Pierre-Lannoy / wp-decalog

Capture and log events, metrics and traces on your site. Make WordPress observable - finally!
https://perfops.one/
GNU General Public License v3.0
64 stars 8 forks source link

Error [0] Metric not found: wordpress_php_php:error_nonfatal #39

Closed JanThiel closed 1 year ago

JanThiel commented 1 year ago

Describe the bug We do tests with the PHP8 upgrade at the moment. After we upgraded the installation to 8.1 our logs were flooded with the "Metric not found" Error above for each and every WP-CLI run. I hope and believe it is related. But the PHP upgrade is the only recent change which could have triggered this. We were able to reproduce this with Decalog 3.6.0 as well as 3.6.2 against Datadog. We have DD Events and DD Metrics configured and setup against Datadog. When we pause / disable DD Metrics the error disappears.

Here is the stacktrace which oddly ends with decalog_run :-/

decalog_run,
include_once(`/plugins/wp-decalog/decalog.php`),
require(`wp-settings.php`),
WP_CLI\Runner->load_wordpress,
WP_CLI\Runner->start,
WP_CLI\Bootstrap\LaunchRunner->process,
WP_CLI\bootstrap,
include(`phar:///usr/local/wp/wp/vendor/wp-cli/wp-cli/php/wp-cli.php`),
include(`phar:///usr/local/wp/wp/php/boot-phar.php`)

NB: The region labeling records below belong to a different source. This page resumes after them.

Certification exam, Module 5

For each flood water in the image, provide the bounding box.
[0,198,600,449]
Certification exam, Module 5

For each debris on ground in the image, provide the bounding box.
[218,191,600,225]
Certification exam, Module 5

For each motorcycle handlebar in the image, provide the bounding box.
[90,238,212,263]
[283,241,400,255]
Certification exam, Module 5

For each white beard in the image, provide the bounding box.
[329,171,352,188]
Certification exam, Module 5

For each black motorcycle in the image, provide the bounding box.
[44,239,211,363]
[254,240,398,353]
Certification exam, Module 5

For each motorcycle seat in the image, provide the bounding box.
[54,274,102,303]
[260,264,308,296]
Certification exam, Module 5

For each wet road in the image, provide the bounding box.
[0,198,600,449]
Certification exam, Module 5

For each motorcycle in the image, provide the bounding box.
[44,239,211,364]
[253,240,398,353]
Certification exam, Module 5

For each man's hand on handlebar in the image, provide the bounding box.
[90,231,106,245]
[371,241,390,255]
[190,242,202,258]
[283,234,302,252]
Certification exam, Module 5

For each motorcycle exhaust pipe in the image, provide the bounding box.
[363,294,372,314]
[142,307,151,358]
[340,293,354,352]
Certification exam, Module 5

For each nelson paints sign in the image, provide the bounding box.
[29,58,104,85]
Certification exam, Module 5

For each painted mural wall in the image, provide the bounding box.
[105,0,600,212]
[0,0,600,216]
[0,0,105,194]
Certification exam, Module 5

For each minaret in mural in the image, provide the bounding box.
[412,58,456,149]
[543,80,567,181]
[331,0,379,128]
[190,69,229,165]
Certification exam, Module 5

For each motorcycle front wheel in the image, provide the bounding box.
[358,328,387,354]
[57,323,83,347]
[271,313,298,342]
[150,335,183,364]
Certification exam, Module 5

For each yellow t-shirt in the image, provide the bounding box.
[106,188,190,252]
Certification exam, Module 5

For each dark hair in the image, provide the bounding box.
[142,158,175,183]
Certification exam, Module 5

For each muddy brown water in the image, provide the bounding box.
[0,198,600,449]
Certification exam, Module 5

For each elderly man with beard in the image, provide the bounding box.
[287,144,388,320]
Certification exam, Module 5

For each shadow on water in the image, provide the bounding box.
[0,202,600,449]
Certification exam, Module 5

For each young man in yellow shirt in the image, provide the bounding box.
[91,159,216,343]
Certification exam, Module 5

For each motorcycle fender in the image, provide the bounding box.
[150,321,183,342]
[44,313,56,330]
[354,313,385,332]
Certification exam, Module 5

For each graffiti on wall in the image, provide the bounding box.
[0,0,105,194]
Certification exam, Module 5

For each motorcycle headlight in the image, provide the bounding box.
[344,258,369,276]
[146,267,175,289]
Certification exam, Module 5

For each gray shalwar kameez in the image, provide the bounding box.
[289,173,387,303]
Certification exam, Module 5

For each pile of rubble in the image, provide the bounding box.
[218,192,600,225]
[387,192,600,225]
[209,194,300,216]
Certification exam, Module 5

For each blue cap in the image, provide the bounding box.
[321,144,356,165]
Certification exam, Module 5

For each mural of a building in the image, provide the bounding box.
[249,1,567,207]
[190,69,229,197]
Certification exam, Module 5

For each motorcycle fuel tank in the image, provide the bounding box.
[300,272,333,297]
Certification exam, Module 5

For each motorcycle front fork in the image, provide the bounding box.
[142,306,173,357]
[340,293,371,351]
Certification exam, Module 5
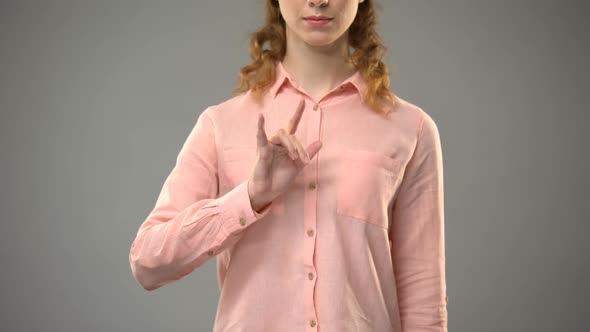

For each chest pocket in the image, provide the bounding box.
[222,148,284,214]
[336,149,401,229]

To Reproduce Steps to reproduce the behavior:

  1. Enable and configure DD Metrics
  2. Switch a running site from PHP7.4 to PHP8.1
  3. Run any command on WP-CLI

Expected behavior No error at all :-) Or an idea / hint how to do something against this.

Screenshots

Environment (please complete the following information):

Pierre-Lannoy commented 1 year ago

Hello @JanThiel ! Thank you for this report (perfect, as always). Let me find what's going on…

Pierre-Lannoy commented 1 year ago

Hello @JanThiel ! I'm currently working on this fu***ng issue and wondering if you're in development or production profile (I think it's development profile, but I need to be sure)?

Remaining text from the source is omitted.